Providers sans vision (DeepSeek-chat, Ollama text-only)

def _build_content(blocks: list[ContentBlock]) -> list[dict]:
# Convertir les images en descriptions textuelles
texts = []
for block in blocks:
if block.type == "text":
texts.append(block.text)
elif block.type in ("image", "image_ref"):
texts.append(f"[Image: {block.alt_text or 'uploaded image'}]")
return [{"type": "text", "text": "\n".join(texts)}]

The provider auto-detects whether the model supports vision.
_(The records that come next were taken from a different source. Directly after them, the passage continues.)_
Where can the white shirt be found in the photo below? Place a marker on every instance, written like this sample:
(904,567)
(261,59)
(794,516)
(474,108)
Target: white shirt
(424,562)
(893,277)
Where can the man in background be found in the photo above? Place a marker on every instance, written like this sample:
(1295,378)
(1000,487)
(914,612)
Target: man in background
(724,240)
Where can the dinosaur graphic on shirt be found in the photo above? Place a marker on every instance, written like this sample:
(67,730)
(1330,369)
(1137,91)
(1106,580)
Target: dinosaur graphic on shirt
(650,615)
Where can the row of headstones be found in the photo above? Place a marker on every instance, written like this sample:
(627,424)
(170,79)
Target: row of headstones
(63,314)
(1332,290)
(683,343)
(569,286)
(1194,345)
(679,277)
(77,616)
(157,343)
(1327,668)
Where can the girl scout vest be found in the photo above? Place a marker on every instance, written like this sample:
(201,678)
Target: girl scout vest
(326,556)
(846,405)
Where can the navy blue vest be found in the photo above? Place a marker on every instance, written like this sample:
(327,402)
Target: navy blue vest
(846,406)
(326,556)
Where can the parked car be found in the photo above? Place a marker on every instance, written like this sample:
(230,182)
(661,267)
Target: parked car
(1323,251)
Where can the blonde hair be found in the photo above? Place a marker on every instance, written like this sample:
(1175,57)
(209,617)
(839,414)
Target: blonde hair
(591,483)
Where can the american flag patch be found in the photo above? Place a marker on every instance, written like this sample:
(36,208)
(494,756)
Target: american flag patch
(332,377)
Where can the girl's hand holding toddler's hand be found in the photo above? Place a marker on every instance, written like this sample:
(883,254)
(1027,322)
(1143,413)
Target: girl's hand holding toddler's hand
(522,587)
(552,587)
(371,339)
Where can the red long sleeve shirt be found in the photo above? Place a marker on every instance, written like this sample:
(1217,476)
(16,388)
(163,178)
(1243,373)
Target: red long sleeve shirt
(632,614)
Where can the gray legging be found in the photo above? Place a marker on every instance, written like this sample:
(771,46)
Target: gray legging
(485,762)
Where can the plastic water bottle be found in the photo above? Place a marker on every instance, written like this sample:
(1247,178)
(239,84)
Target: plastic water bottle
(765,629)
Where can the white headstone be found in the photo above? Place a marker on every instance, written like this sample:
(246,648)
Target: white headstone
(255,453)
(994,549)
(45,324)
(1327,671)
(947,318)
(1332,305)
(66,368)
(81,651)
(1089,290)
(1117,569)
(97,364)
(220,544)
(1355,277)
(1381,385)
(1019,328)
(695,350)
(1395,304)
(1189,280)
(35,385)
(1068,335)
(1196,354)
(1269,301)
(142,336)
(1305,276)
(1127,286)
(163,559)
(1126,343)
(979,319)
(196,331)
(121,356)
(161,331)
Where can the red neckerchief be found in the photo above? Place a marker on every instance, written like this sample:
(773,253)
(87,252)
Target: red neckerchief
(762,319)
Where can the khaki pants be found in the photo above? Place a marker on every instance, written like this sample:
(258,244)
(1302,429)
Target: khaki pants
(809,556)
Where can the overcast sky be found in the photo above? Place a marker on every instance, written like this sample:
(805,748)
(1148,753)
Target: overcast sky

5. Tools - images as input and output

Filesystem : Read image

Le tool filesystem.read doit supporter la lecture d'images :

async def read(self, params: ReadParams) -> ActionResult:
path = self._resolve(params.path)

if _is_image(path):
# Lire comme image, pas comme texte
data = path.read_bytes()
base64_data = base64.b64encode(data).decode()
mime = _mime_for(path.suffix)

return ActionResult(
success=True,
data={
"path": str(path),
"type": "image",
"mime": mime,
"size": len(data),
},
metadata={
"image_data": base64_data, # Pour le LLM (via agent_loop)
"media_type": mime,
}
)

Browser : Screenshot

async def screenshot(self, params: ScreenshotParams) -> ActionResult:
# Capture screenshot via Playwright
data = await page.screenshot(type="png")
base64_data = base64.b64encode(data).decode()

return ActionResult(
success=True,
data={
"type": "image",
"mime": "image/png",
"width": viewport.width,
"height": viewport.height,
},
metadata={
"image_data": base64_data,
"media_type": "image/png",
}
)

Agent Loop - Injection automatique

In _append_tool_result, when the result contains an image:

def _append_tool_result(ctx, messages, call_id, tool_name, result, ok, cb):
# ... normal text serialisation ...

# If the result has an image, inject it as a content block
meta = getattr(result, "metadata", {}) or {}
if "image_data" in meta:
# Ajouter un message avec l'image pour que le LLM la voie
messages.append({
"role": "user",
"content": [
{"type": "text", "text": f"[Tool result image from {tool_name}]"},
{"type": "image", "source": {
"type": "base64",
"media_type": meta.get("media_type", "image/png"),
"data": meta["image_data"],
}}
]
})

6. Socket.IO Events - Images vers le client

The daemon emits image events on the Socket.IO /events namespace, in the room session:{session_id}. Les images arrivent dans les envelopes tool_call with image_data (base64) + image_mime added to the payload.

Dans tool_call event

{
"type": "tool_call",
"data": {
"name": "browser__screenshot",
"result": {
"type": "image",
"mime": "image/png",
"width": 1920,
"height": 1080
},
"image_data": "iVBOR...",
"image_mime": "image/png"
}
}

New event: image_message (for images embedded in replies)

{
"type": "image",
"data": {
"image_id": "abc123",
"mime": "image/png",
"data": "iVBOR...",
"width": 800,
"height": 600,
"alt": "Diagram of the architecture",
"source": "tool:presentation.render"
}
}

7. Persistence - Images dans l'historique

Session history avec images

GET /sessions/{sid}/history returns images as references:

{
"messages": [
{
"role": "user",
"content": [
{"type": "text", "text": "Fix this"},
{"type": "image_ref", "image_id": "abc123", "alt_text": "Error screenshot",
"mime": "image/png", "width": 1920, "height": 1080}
]
}
]
}

Image fetch

The daemon exposes a per-session image-fetch endpoint that returns the raw bytes (image/png). Clients lazy-load images on demand instead of receiving them inline in history. The exact route shape is not documented publicly.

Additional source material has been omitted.